Data Source & Purpose of Data Analysis
Data Source: Movie Industry dataset from kaggle
Purpose of Data Analysis : What movie features correlates to its gross earning?
If you want to see this project from github, please click this Link
1. Prepare Data
1.1 Import Libraries and Data
# Import libraries
import pandas as pd
import seaborn as sns
import os
import matplotlib
import matplotlib.pyplot as plt
plt.style.use('ggplot')
from matplotlib.pyplot import figure
%matplotlib inline
matplotlib.rcParams['figure.figsize'] = (12,8) # Adjusts the configuration of the plots we will create
# Read in the data
pwd = os.getcwd()
filepath = pwd + "\\movies.csv"
df = pd.read_csv(filepath)
1.2 Explore Data
# Let's look at the data
df.head()

2. Clean Data
2.1 Deal with missing data
# Let's see if there is any missing data
for col in df.columns:
print(df[col].isnull().value_counts(), "\n")

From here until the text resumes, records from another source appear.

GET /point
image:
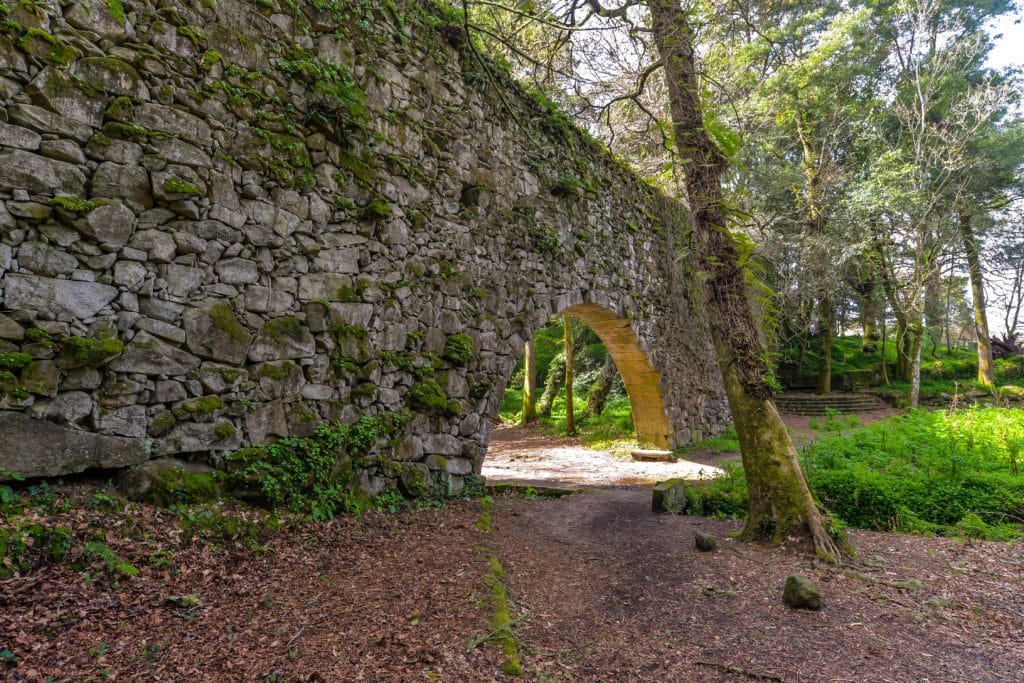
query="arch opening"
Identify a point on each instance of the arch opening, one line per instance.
(640, 380)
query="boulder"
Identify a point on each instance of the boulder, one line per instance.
(670, 496)
(801, 593)
(36, 447)
(706, 543)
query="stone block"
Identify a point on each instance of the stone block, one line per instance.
(216, 334)
(125, 421)
(39, 175)
(111, 223)
(670, 496)
(147, 355)
(18, 137)
(128, 183)
(77, 299)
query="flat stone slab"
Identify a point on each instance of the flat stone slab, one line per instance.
(34, 447)
(651, 455)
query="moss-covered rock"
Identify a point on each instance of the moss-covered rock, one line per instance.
(459, 349)
(85, 352)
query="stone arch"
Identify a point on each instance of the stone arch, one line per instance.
(641, 380)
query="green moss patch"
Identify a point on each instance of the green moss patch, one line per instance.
(459, 349)
(224, 321)
(84, 352)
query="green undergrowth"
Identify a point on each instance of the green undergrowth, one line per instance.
(944, 373)
(496, 598)
(726, 442)
(313, 474)
(951, 473)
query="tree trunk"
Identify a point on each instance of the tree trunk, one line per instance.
(780, 503)
(986, 374)
(868, 318)
(569, 417)
(556, 375)
(826, 323)
(528, 384)
(598, 394)
(916, 337)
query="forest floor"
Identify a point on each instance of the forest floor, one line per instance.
(600, 589)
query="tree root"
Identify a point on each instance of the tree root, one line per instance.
(736, 670)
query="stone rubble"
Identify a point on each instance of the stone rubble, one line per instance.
(296, 215)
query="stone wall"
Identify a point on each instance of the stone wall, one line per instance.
(225, 221)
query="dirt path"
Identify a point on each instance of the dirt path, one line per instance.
(528, 457)
(607, 591)
(524, 456)
(601, 589)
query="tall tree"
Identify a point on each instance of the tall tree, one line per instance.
(569, 375)
(780, 503)
(528, 413)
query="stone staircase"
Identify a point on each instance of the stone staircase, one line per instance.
(811, 403)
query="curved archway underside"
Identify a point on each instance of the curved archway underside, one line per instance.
(641, 380)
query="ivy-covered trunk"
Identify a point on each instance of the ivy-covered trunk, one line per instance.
(986, 375)
(780, 503)
(528, 384)
(598, 394)
(826, 325)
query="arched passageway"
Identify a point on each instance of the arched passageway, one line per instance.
(640, 379)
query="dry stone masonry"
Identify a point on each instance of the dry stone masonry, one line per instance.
(224, 222)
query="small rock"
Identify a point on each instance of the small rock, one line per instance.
(706, 543)
(802, 593)
(670, 496)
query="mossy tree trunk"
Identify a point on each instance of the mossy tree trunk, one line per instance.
(598, 394)
(569, 413)
(528, 384)
(826, 327)
(986, 375)
(552, 385)
(780, 503)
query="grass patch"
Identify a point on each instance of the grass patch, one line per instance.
(954, 473)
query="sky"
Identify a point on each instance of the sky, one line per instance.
(1009, 50)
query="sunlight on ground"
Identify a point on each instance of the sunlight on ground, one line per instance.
(547, 463)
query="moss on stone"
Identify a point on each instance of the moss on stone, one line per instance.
(197, 38)
(179, 186)
(365, 390)
(378, 208)
(276, 372)
(91, 352)
(117, 10)
(345, 293)
(200, 407)
(14, 359)
(224, 430)
(162, 423)
(459, 349)
(211, 57)
(46, 46)
(73, 204)
(224, 321)
(283, 329)
(122, 109)
(429, 395)
(363, 172)
(181, 486)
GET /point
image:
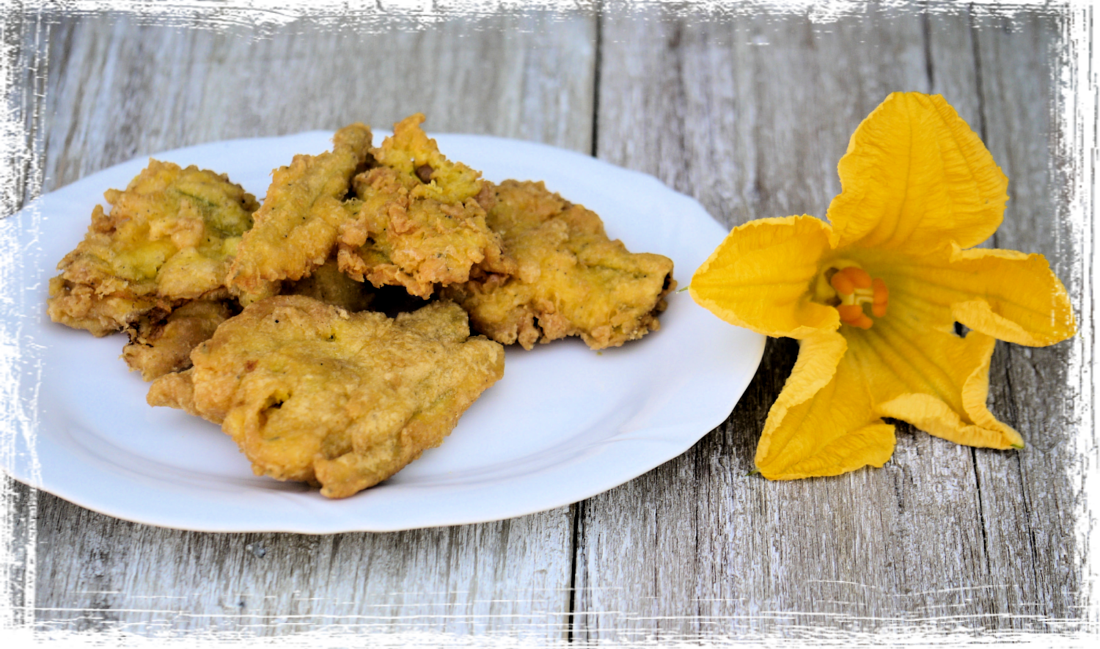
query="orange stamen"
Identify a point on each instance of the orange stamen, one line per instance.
(854, 315)
(842, 284)
(854, 288)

# Drop rows with missing data
df = df.dropna()
2.2 Organize the data types
# Data types for our columns
df.dtypes

# Change data type of columns
df['budget'] = df['budget'].astype('int64')
df['gross'] = df['gross'].astype('int64')
df['runtime'] = df['runtime'].astype('int64')
# Split the string to seperate only dates
new = df['released'].str.split(" \(", n = 1, expand = True)
df['released_date'] = new[0]
# Convert the datatype to datetime
df['released_date'] = pd.to_datetime(df['released_date'])
df['released_date']

3. Analyze and Visualize the data
3.1 Scatter Plot 1 - Budget vs Gross earning
# Scatter plot
plt.scatter(x=df['budget'], y=df['gross'])
plt.title('Budget vs Gross Earnings')
plt.xlabel('Budget for Film')
plt.ylabel('Gross Earnings')
plt.show()

3.2 Scatter Plot 2 - Budget vs Gross earning
# Plot budget vs gross earnings using seaborn
sns.regplot(x='budget', y='gross', data=df, scatter_kws={"color":"red"}, line_kws={"color":"blue"})

3.3 Scatter Plot - Correlation between movie features
# Let's start looking at correlation
df.corr()

# High Correlation between budget and gross
correlation_matrix = df.corr(method='pearson')
sns.heatmap(correlation_matrix, annot=True)
plt.title('Correlation Matrix for Numeric Features')
plt.xlabel('Movie Features')
plt.ylabel('Movie Features')
plt.show()